Réforme de la CAVP: Laurent Patriti, administrateur de la CAVP et membre de notre CA du 13, nous explique:

On me demande la différence entre la cavp et une assurance privée ;

Il est vrai que  la chose semble complexe.

La retraite de la cavp est en 2 parties :
une partie par capitalisation, qui est proche, et qui suit en partie les mêmes lois que les assurances, et une partie par répartition.

Je vais parler dans un premier temps de la retraite par CAPITALISATION
AVANT la réforme :

Toutes les assurances permettent une déductibilité plafonnée selon la loi Madelin.

Par exemple un revenu de 63 000 euros pourra déduire 100% d’environ 10 000 euro de son revenu imposable.

Il faut savoir que la classe 3 obligatoire ne rentre pas dans la somme
déduite et, est déjà déduite à 100 % hors plafond de nos revenus

les calculs de la rente  par rapport à l’âge et les cotisations…sont
identiques et suivent les mêmes algorithmes, dans toutes les assurances.

Cependant !!!!!!

la cavp bénéficie d’un DEUXIÈME AVANTAGE FISCAL que les assurances
privées n’ont pas :

les sommes versées sont AUSSI déductibles de l’assiette de calcul pour
l’ursaaf de l’assurance maladie et de la retraite de base ….

en clair : elle vont diminuer vos cotisations sociales (économie potentielle jusqu’à 13 % de la somme investie)

de plus :

la cavp n’a pas d’actionnaires à rémunérer, et elle est administrée par vos confrères élus par vous mêmes (avec l’aide de têtes d’oeuf employés par la CAVP).

en clair:

aucune dividende n’est distribué par rapport à une assurance privée ;
cela profitera plus tard aux REVALORISATIONS des allocations de
retraites, qui seront donc plus importantes.

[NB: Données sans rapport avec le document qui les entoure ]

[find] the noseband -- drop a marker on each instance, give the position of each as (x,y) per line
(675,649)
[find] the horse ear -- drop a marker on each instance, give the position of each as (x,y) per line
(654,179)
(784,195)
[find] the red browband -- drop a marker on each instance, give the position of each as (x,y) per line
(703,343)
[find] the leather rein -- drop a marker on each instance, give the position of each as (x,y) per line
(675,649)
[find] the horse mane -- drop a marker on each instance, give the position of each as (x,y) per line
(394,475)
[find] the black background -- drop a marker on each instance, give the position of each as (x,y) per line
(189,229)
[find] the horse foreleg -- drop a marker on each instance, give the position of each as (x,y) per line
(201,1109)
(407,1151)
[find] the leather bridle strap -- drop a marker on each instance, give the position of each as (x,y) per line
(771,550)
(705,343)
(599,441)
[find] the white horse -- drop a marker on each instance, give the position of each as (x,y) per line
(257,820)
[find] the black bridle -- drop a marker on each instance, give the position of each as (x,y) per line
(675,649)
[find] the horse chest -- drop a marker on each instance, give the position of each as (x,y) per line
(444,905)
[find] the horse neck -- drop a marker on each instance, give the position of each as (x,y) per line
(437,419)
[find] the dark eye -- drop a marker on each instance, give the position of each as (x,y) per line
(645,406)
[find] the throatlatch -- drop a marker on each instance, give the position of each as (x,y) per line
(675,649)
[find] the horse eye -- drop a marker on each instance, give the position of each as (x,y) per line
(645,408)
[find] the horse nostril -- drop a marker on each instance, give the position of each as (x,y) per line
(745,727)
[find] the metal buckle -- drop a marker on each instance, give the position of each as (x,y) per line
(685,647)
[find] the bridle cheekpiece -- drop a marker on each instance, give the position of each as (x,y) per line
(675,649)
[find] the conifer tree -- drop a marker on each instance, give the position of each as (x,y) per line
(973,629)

Les assurances par contre sont plus souples et multi-optionnelles ; vous
avez plus de choix et de modalités pour la réversion de la rente :
tout en une fois, aux enfants de la voisine , a votre chat etc… cependant il faut savoir que toute ces options ont un coût (comme dans toutes assurances)qui dans la plupart du temps fera diminuer la rente.

Il faut préciser  sur la fiscalité après la reforme :pour les nouveaux cotisants toutes les cotisations étant obligatoires  seront intégralement déductibles hors plafond Madelin  , ce sera également le cas pour les anciens cotisants rentrant dans la réforme , par contre pour ceux qui resteront  à leur ancienne classe pendant la période de transition :  une certitude les bénéfices fiscaux seront au minimum aussi intéressants  qu’avant.

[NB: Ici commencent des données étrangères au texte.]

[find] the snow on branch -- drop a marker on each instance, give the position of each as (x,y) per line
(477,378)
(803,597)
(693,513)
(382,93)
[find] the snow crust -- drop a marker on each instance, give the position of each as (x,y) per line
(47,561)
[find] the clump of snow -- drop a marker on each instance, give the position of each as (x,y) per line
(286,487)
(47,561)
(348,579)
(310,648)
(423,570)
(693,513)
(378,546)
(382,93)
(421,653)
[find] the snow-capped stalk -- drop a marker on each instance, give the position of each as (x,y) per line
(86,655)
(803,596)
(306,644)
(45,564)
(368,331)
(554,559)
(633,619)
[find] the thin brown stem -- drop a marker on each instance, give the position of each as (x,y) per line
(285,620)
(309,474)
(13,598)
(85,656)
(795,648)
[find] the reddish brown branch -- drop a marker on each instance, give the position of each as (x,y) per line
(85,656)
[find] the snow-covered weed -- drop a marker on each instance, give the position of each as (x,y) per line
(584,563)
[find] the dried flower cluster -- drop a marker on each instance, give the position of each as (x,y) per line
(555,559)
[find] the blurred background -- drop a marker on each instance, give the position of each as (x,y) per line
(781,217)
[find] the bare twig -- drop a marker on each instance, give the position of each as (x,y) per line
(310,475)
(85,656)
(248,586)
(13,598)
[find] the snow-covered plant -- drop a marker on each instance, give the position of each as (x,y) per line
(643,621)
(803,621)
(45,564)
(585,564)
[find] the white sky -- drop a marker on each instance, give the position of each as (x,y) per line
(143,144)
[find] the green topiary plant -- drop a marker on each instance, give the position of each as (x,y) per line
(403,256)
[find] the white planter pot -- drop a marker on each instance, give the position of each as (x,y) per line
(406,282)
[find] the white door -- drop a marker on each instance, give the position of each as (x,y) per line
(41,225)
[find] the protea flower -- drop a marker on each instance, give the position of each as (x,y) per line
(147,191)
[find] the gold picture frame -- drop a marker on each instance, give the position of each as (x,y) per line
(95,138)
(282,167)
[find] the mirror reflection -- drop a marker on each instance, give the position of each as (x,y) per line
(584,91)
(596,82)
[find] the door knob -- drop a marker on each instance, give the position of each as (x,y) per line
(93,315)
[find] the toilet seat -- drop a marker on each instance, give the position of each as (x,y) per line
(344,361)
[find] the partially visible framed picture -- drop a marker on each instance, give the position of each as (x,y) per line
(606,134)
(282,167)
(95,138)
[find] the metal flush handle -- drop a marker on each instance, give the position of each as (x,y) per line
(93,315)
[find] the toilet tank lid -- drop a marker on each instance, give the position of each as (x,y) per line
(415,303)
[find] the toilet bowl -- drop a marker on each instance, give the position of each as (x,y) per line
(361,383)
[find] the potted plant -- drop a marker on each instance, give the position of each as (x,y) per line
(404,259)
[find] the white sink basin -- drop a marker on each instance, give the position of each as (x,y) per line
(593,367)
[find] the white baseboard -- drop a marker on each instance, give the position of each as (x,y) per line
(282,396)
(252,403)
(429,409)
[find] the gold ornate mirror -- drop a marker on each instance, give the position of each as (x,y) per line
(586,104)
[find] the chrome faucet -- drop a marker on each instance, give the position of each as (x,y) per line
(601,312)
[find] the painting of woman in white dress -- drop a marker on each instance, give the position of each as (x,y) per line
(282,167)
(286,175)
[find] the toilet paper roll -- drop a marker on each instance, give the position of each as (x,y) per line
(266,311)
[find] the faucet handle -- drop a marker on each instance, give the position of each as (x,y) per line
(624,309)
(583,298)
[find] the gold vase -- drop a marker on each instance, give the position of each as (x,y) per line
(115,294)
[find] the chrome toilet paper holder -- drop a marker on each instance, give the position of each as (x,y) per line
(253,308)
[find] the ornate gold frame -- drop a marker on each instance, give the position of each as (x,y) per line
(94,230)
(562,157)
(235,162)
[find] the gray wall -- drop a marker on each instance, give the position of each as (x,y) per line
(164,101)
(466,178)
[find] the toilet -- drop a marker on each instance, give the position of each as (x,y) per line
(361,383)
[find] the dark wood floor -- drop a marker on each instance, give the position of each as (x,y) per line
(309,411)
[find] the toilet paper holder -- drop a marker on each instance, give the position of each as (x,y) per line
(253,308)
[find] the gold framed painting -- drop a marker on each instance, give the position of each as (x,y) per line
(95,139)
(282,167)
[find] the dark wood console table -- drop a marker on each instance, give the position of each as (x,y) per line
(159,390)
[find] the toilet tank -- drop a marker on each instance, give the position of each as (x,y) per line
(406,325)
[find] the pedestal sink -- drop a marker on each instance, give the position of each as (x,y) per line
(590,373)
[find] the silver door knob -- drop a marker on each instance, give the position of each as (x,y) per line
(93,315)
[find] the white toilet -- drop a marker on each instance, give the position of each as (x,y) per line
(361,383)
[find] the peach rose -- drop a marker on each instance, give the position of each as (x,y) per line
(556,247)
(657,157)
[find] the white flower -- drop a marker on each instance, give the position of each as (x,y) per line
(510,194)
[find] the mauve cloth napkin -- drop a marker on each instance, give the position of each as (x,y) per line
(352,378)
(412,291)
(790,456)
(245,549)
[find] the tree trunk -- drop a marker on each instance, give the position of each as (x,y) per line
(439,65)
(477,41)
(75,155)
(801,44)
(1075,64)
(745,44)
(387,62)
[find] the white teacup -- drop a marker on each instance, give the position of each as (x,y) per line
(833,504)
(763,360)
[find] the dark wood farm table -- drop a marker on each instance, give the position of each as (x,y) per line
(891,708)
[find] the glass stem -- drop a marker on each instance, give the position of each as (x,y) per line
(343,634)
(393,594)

Nous aurons bientôt les réponses de nos fiscalistes qui se penchent sur cette question.

je peux vous donner qu’un conseil:

c’est de venir a la réunion que nous préparons Thierry Desruelles, Laurent Patriti (votre serviteur) ,Bernard Lagneau (le charismatique président de la CAVP) mais aussi notre omniprésent ami  Stéphane Pichon le président du conseil de l’ordre) ;
Nous aurons tous les derniers détails, et , ceux qui en auront les oyens ou l’envie, pourront optimiser au maximum leur retraite.

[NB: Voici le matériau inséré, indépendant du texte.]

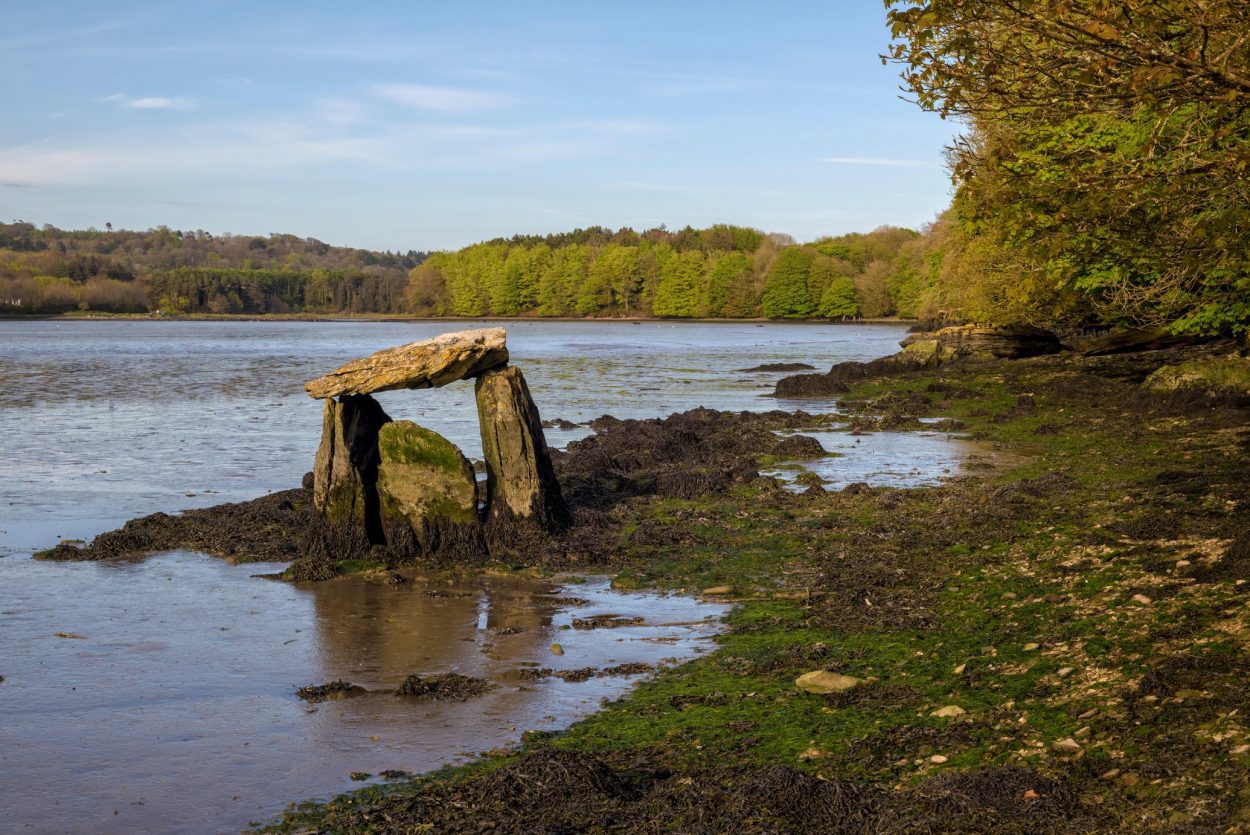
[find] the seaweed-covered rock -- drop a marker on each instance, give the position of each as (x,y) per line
(448,686)
(1008,343)
(520,481)
(428,364)
(1216,374)
(345,473)
(426,490)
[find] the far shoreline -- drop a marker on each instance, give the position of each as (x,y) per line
(401,318)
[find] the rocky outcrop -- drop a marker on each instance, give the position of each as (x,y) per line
(428,364)
(396,484)
(345,473)
(426,491)
(520,481)
(1008,343)
(1226,375)
(1129,340)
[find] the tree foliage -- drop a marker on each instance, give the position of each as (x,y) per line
(1104,176)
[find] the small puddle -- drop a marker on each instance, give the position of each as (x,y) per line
(884,459)
(168,704)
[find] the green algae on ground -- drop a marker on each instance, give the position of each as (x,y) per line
(1086,609)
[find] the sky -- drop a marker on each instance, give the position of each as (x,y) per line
(434,125)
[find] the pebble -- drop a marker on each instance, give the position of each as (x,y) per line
(823,683)
(1066,746)
(949,711)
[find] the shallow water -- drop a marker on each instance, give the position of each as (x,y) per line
(913,459)
(101,421)
(174,708)
(175,711)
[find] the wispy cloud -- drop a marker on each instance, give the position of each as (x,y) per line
(150,103)
(886,161)
(161,103)
(425,96)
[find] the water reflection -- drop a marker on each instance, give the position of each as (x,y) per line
(175,709)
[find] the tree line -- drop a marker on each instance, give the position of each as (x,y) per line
(721,273)
(48,270)
(1104,178)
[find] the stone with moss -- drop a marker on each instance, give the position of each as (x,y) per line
(428,364)
(426,490)
(346,460)
(1216,374)
(520,481)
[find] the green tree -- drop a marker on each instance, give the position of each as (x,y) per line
(839,299)
(681,284)
(785,288)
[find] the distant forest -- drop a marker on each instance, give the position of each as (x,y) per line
(721,271)
(48,270)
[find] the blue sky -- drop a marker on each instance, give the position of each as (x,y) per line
(431,125)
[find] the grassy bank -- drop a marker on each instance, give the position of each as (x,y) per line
(1059,645)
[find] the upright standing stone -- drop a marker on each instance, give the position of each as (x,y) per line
(426,491)
(520,481)
(345,474)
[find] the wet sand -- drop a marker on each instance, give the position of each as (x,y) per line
(169,705)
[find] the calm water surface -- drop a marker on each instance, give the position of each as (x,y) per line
(175,709)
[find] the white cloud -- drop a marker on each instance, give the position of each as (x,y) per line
(443,99)
(161,103)
(878,160)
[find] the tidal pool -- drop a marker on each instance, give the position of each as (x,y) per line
(159,696)
(101,421)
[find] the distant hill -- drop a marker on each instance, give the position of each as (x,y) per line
(721,271)
(45,270)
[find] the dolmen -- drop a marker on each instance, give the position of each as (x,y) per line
(409,488)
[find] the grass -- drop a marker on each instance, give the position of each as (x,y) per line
(1074,603)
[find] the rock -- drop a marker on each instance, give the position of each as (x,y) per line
(778,366)
(924,353)
(1129,340)
(330,690)
(1066,746)
(1008,343)
(823,683)
(428,364)
(426,490)
(1216,375)
(345,474)
(799,446)
(520,481)
(949,711)
(448,686)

Dernières info  : les choix pourront être arrêtés le 30 décembre ; c’est la limite administrative ; il faut pas se rater avec la poste), ais ça nous permettra de reculer la réunion au 18 décembre.

cordialement

Laurent Patriti
Docteur en Pharmacie
———————————
pharmafree@free.fr

Réforme de la CAVP: Thierry Desruelles, administrateur de la CAVP et membre de notre CA du 13 nous explique:

Réforme de la CAVP:

Suite à des courriers alarmistes d’organismes privés « concurrents » de la CAVP qui essayent de récupérer notre argent, voici un petit résumé de la question:

1/ la reforme de la retraite complémentaire est une obligation imposée par l’état , pour des questions de conformité avec les normes européennes.l

2/ La CAVP l’a négocié pour qu’elle profite aux pharmaciens car cela ne concerne que la retraite par capitalisation ; donc ceux  qui, à terme, devront cotiser plus ( 40 % des confrères, au revenu > 75 K€/an ), recevront plus et ne verront pas leurs cotisations partir en fumée dans les autres régimes. ce qui aurait pu se produire en cas d’absence de réaction de la CAVP ; la caisse aurait pu aussi perdre la gestion du régime complémentaire par capitalisation au profit des assurances, beaucoup moins généreuses avec les adhérents.

3/ il y a une période de transition de 12 ans pour les confrères déjà installés ; les confrères nouvellement installés seront directement dans le nouveau système de cotisation de retraite complémentaire, proportionnel à leurs revenus. la classe d’affectation sera fonction de ces derniers ; et le montant de leur future retraite suivra le même cheminement; ainsi ils ne seront pas lésés.

4 / actuellement, l’effort des confrères n’est pas proportionnel avec l’accroissement des revenus puisque cotisation au choix du niveau de classe avec montant fixe . taux moyen d’effort 12 à 14%, contre 17% pour les médecins, et 30% pour les cadres salariés. à terme ce taux d’effort rremontera à 16-17% par la volonté de l’état

5/ ces capitaux versés sont revalorisés chaque année d’un taux supérieur à celui de l’inflation ( 2.8% cette année,pour 1% d’inflation ) et ne supportent ni impôts et cotisations sociales à l’entrée, ni prélèvements sociaux en tous genres à la sortie , car il s’agit d’un régime obligatoire de Sécurité Sociale dont la gestion est déléguée à la CAVP ; pour obtenir un même résultat , un assureur devrait générer un taux de 3.15 % , sans parler des impôts que vous aurez payés avant de cotiser chez lui !
6/ la CAVP a souhaité introduire un élément de solidarité supplémentaire au profit des orphelins des pharmaciens: En cas de décès du pharmacien cotisant, une nouvelle rente sera versée  aux orphelins jusqu’à leur 21e anniversaire s’ajoutant à la rente d’éducation servie par le régime de prévoyance de la Caisse.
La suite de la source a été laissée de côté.